Ohio County's air rank improved from a "B" to an "A" while Marshall County's moved up from a "C" to a "B." Despite these improvements, the report notes Wheeling's overall rank for air quality still is among the Top 25 worst cities at No. 20. The Steubenville-Weirton area also is in the Top 25 at No. 12. The ALA attributes improving air quality to better emissions standards for coal-fired power plants.
"I don't find (the improvement) surprising given that two local electrical power plants have closed and the one still existing in Marshall County has worked toward meeting state and federal requirements on emissions," said Ronda Francis, administrator of the Marshall County Health Department.
Photo by Casey Junkins
The American Electric Power Mitchell Plant in Marshall County releases emissions as it generates electricity.
"I hear many complaints about the air quality in the Ohio Valley, so the improvements noted in this report should ease the concerns of our citizenry. Hopefully, we will continue to see improvements in air quality and, in turn, see less pulmonary illness due to environmental pollutants," she added.
Particle pollution, considered dangerous and deadly, consists of a mix of microscopic bits of ash, soot, diesel exhaust, chemicals, metals and aerosols. Ozone pollution creates smog, according to the ALA. Other local county grades include: Brooke, D; Hancock, C; and Jefferson, C. There was no data available for Wetzel or Tyler counties in West Virginia or for Belmont, Harrison or Monroe counties in Ohio because air quality monitoring equipment is not located in those counties.
Howard Gamble, Wheeling-Ohio County Health Department administrator, said he also is not surprised by the improvement.
"We have been seeing slight improvements with our ranking over the last few years.
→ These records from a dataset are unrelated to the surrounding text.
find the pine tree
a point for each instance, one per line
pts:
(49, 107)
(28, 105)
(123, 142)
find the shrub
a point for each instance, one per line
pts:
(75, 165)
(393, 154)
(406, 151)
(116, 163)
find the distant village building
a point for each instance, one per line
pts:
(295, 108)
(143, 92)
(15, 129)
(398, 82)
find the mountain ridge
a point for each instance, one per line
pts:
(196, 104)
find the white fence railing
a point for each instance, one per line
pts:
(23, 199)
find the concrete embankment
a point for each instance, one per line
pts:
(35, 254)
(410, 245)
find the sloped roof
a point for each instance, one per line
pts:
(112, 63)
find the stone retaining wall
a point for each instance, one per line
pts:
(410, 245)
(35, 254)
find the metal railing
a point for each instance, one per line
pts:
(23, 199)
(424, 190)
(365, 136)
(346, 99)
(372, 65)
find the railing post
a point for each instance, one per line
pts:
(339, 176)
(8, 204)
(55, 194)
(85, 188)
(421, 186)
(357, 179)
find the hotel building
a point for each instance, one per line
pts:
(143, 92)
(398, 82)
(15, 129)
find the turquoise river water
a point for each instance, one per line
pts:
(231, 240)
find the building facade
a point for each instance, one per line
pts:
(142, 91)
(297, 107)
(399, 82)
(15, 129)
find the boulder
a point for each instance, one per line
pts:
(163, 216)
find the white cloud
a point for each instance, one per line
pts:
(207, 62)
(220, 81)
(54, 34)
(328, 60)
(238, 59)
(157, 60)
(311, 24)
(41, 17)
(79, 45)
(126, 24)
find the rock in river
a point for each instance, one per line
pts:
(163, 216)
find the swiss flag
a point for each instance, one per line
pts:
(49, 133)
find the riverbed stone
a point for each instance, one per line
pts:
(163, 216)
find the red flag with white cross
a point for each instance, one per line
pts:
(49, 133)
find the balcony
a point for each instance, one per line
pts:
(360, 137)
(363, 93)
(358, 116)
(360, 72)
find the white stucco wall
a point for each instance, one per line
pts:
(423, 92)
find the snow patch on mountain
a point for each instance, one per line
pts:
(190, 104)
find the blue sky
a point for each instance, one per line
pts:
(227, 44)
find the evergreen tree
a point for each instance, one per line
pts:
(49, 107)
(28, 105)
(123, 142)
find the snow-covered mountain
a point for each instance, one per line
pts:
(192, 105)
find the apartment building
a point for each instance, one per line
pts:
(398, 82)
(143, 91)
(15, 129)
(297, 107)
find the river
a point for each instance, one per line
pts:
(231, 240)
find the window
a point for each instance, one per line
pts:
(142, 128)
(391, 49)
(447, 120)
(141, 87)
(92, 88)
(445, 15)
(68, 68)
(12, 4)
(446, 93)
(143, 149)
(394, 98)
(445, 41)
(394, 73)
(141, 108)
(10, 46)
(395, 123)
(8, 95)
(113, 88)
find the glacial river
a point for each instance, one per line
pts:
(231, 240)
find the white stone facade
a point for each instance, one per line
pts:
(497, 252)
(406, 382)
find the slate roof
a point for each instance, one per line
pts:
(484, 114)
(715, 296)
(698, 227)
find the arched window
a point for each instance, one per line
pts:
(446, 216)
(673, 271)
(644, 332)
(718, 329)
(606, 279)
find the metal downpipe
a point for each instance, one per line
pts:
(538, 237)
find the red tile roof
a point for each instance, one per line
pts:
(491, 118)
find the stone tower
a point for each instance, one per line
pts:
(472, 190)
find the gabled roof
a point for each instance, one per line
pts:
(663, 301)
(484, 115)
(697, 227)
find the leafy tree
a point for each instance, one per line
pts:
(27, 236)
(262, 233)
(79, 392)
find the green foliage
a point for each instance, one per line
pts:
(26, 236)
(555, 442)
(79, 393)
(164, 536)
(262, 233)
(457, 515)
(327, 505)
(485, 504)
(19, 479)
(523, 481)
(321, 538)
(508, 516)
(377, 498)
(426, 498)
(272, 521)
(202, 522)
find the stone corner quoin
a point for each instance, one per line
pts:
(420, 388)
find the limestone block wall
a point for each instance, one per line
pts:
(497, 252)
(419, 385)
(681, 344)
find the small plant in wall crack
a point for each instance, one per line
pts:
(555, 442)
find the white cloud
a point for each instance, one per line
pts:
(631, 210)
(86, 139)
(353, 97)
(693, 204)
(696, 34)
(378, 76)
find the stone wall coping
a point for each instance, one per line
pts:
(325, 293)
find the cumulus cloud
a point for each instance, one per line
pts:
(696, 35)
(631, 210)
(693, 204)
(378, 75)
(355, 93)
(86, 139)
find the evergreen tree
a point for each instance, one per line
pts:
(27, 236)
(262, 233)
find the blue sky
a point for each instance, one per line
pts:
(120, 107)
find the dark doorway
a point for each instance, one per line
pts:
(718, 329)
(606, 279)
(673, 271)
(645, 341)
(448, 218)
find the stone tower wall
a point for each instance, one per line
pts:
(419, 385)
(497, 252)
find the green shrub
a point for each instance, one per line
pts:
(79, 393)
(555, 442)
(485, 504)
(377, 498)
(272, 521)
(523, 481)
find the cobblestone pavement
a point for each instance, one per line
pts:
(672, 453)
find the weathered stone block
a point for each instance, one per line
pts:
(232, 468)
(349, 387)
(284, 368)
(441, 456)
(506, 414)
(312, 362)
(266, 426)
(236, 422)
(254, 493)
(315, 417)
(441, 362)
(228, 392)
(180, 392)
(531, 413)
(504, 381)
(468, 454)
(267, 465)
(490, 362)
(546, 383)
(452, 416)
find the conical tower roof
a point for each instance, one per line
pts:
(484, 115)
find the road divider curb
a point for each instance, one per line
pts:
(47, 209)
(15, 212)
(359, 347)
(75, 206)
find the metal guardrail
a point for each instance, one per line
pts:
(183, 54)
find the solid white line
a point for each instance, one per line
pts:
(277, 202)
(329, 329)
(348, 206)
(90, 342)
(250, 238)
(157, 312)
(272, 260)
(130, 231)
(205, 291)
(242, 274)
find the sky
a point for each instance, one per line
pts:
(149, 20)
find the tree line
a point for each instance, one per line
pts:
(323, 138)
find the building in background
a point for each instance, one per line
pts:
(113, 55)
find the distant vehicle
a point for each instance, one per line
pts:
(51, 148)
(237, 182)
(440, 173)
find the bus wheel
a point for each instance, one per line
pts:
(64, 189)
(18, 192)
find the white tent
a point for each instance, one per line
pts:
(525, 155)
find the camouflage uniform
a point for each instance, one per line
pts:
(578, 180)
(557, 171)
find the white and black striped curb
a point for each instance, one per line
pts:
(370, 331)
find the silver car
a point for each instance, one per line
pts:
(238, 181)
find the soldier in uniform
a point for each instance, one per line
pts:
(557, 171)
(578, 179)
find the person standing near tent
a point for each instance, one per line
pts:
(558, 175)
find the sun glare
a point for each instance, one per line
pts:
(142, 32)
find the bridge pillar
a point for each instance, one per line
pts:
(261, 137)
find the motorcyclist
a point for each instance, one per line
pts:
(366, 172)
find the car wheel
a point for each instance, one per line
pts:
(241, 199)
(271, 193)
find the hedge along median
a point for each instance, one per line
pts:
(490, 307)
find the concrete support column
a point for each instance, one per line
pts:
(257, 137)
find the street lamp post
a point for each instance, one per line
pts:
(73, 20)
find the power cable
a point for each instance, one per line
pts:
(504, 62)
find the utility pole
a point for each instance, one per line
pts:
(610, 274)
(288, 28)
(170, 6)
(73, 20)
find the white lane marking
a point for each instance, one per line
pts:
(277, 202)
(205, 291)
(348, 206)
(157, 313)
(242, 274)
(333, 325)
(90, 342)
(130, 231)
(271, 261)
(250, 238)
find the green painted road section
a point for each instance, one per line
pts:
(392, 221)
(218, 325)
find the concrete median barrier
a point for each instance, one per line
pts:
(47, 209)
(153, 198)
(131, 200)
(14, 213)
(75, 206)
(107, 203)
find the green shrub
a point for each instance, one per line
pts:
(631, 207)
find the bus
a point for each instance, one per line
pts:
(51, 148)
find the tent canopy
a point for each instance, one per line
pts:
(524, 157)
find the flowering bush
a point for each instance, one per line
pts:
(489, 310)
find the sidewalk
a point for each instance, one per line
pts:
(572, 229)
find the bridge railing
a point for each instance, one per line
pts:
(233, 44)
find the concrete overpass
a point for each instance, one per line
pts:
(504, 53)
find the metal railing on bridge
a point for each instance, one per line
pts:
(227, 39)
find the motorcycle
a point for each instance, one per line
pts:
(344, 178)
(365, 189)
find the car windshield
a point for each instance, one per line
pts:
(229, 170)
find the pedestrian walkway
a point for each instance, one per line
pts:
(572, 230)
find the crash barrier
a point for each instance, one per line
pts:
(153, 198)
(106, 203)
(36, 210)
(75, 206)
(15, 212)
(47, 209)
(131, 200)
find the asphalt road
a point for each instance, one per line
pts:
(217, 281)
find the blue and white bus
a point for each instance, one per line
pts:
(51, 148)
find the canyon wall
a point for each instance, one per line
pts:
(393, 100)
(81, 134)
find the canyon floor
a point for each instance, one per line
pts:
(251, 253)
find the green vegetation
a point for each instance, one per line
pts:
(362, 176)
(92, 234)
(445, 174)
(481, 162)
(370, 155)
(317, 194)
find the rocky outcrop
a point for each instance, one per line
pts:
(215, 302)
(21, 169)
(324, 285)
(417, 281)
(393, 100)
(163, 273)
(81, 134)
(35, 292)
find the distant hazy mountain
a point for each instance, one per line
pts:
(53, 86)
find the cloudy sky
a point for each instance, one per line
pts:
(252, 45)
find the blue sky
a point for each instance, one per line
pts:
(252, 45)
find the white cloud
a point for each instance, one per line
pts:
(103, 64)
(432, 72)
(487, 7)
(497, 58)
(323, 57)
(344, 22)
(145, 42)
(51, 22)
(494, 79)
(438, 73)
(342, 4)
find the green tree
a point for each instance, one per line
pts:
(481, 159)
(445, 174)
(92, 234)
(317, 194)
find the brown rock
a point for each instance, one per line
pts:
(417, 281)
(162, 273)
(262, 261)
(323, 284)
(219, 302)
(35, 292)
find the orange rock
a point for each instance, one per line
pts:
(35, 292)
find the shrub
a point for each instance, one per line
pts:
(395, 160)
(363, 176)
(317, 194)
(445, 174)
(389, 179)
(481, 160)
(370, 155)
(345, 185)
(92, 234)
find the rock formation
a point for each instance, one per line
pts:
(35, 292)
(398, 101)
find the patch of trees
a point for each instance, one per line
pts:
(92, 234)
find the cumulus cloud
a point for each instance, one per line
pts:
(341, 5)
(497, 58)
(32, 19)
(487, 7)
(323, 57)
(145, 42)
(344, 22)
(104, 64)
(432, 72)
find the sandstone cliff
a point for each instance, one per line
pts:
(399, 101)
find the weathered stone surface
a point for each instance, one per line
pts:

Change does take time, and changes in federal and state policies concerning air quality are often weighted against politics and the economy," he said.
"The continued improvements to our region's air quality have several benefits ... By decreasing an area's ozone (smog) levels we can reduce the number of asthma-related visits to the doctor's office or emergency room. Part of the report focuses on groups at risk. By improving air quality, we limit the number of people in these groups, such as infants, older adults with a lung disease or other chronic conditions and low-income (people) who would become sick, and increase the cost of health care services," Gamble added.
Deb Brown, chief executive officer of the American Lung Association of the Mid-Atlantic, noted the air in the Wheeling region is much cleaner than when the first report came out 14 years ago.
"Even though the Wheeling region experienced an increase in unhealthy days of high ozone, the air quality is still better compared to a decade ago. But the work is not done, and we must set stronger health standards for pollutants and clean up sources of pollution in the Wheeling region to protect the health of our citizens," Brown said.